I’m sorry for the formatting, I struggle with this interface ^^.

Error:

TypeError: expected type_num 5 (NPY_INT32) got 7
Apply node that caused the error: Elemwise{Composite{Switch((EQ(Composite{(i0 + (i1 * i2))}(i0, i1, i2), i3) * EQ(Cast{int64}(i4), i3)), i3, Switch(Cast{int8}((GE(Composite{(i0 + (i1 * i2))}(i0, i1, i2), i3) * GE(Cast{int64}(i4), i3))), ((Switch(EQ(Composite{(i0 + (i1 * i2))}(i0, i1, i2), i3), Switch(EQ(Cast{int64}(i4), i3), i5, i6), (Cast{int64}(i4) * log(Composite{(i0 + (i1 * i2))}(i0, i1, i2)))) - scalar_gammaln((i7 + Cast{int64}(i4)))) - Composite{(i0 + (i1 * i2))}(i0, i1, i2)), i6))}}(Elemwise{exp,no_inplace}.0, Elemwise{exp,no_inplace}.0, alpha, TensorConstant{(1,) of 0}, beta_data, TensorConstant{(1,) of 0.0}, TensorConstant{(1,) of -inf}, TensorConstant{(1,) of 1})
Toposort index: 6
Inputs types: [TensorType(float64, (True,)), TensorType(float64, (True,)), TensorType(int32, vector), TensorType(int8, (True,)), TensorType(int32, vector), TensorType(float32, (True,)), TensorType(float32, (True,)), TensorType(int64, (True,))]
Inputs shapes: [(1,), (1,), (3,), (1,), (3,), (1,), (1,), (1,)]
Inputs strides: [(8,), (8,), (8,), (1,), (4,), (4,), (4,), (8,)]
Inputs values: [array([15.95769122]), array([15.95769122]), array([1, 2, 3]), array([0], dtype=int8), array([4, 5, 6], dtype=int32), array([0.], dtype=float32), array([-inf], dtype=float32), array([1])]
Outputs clients: [[Sum{acc_dtype=float64}(Elemwise{Composite{Switch((EQ(Composite{(i0 + (i1 * i2))}(i0, i1, i2), i3) * EQ(Cast{int64}(i4), i3)), i3, Switch(Cast{int8}((GE(Composite{(i0 + (i1 * i2))}(i0, i1, i2), i3) * GE(Cast{int64}(i4), i3))), ((Switch(EQ(Composite{(i0 + (i1 * i2))}(i0, i1, i2), i3), Switch(EQ(Cast{int64}(i4), i3), i5, i6), (Cast{int64}(i4) * log(Composite{(i0 + (i1 * i2))}(i0, i1, i2)))) - scalar_gammaln((i7 + Cast{int64}(i4)))) - Composite{(i0 + (i1 * i2))}(i0, i1, i2)), i6))}}.0)]]

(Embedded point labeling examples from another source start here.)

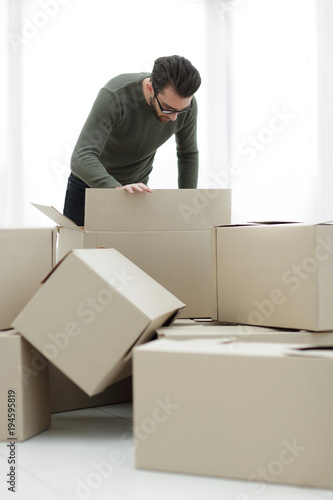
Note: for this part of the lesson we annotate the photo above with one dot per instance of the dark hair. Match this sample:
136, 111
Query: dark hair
177, 72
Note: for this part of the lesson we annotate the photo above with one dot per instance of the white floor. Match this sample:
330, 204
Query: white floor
89, 454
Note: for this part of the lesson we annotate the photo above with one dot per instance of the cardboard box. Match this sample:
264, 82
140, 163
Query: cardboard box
67, 396
166, 233
24, 390
277, 275
26, 255
249, 412
245, 333
91, 310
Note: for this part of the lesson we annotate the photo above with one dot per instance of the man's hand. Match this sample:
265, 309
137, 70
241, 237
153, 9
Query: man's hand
135, 187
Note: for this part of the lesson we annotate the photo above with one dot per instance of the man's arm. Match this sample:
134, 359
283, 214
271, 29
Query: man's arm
85, 164
187, 151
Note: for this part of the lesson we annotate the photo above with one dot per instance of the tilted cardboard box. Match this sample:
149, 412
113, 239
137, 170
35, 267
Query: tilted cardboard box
24, 390
67, 396
278, 275
234, 410
26, 255
245, 333
91, 310
166, 233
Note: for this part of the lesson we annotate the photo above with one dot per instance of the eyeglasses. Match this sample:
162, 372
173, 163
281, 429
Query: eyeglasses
170, 111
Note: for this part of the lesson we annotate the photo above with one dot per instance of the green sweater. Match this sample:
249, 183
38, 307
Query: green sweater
119, 140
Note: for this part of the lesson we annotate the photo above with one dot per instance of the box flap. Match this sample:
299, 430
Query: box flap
57, 217
319, 351
164, 209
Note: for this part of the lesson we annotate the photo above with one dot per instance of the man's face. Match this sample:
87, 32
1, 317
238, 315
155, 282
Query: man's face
169, 100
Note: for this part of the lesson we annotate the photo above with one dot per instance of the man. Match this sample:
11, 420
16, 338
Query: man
133, 115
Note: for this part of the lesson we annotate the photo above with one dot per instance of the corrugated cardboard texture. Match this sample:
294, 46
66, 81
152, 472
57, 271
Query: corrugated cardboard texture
239, 411
179, 260
162, 210
245, 333
19, 373
275, 275
95, 305
65, 395
26, 255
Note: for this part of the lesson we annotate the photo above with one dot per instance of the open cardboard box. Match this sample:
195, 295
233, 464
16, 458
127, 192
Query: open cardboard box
24, 390
166, 233
274, 274
89, 313
26, 255
238, 410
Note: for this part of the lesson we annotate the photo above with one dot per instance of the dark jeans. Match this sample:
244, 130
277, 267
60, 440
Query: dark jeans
75, 200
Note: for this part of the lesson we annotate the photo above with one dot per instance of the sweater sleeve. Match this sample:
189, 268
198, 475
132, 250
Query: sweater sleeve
85, 164
187, 151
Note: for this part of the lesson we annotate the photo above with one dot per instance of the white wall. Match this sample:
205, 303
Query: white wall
275, 173
69, 49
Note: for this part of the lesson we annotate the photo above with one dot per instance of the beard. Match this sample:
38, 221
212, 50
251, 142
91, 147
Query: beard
161, 118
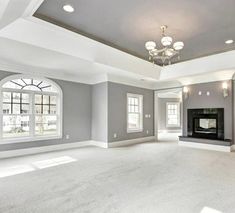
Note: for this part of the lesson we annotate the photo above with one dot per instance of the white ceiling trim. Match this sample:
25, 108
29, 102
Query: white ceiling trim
107, 63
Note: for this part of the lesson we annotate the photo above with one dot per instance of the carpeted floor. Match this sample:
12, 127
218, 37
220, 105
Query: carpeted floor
151, 177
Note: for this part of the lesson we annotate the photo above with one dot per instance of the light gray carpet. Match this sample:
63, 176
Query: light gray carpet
150, 177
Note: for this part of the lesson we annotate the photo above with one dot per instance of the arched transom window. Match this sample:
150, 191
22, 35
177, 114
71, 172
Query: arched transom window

HINT: Re-running with most Theano optimization disabled could give you a back-trace of when this node was created. This can be done with by setting the Theano flag ‘optimizer=fast_compile’. If that does not work, Theano optimizations can be disabled with ‘optimizer=None’.
HINT: Use the Theano flag ‘exception_verbosity=high’ for a debugprint and storage map footprint of this apply node.

Is it possible that pm.Data casts the type automatically to int64?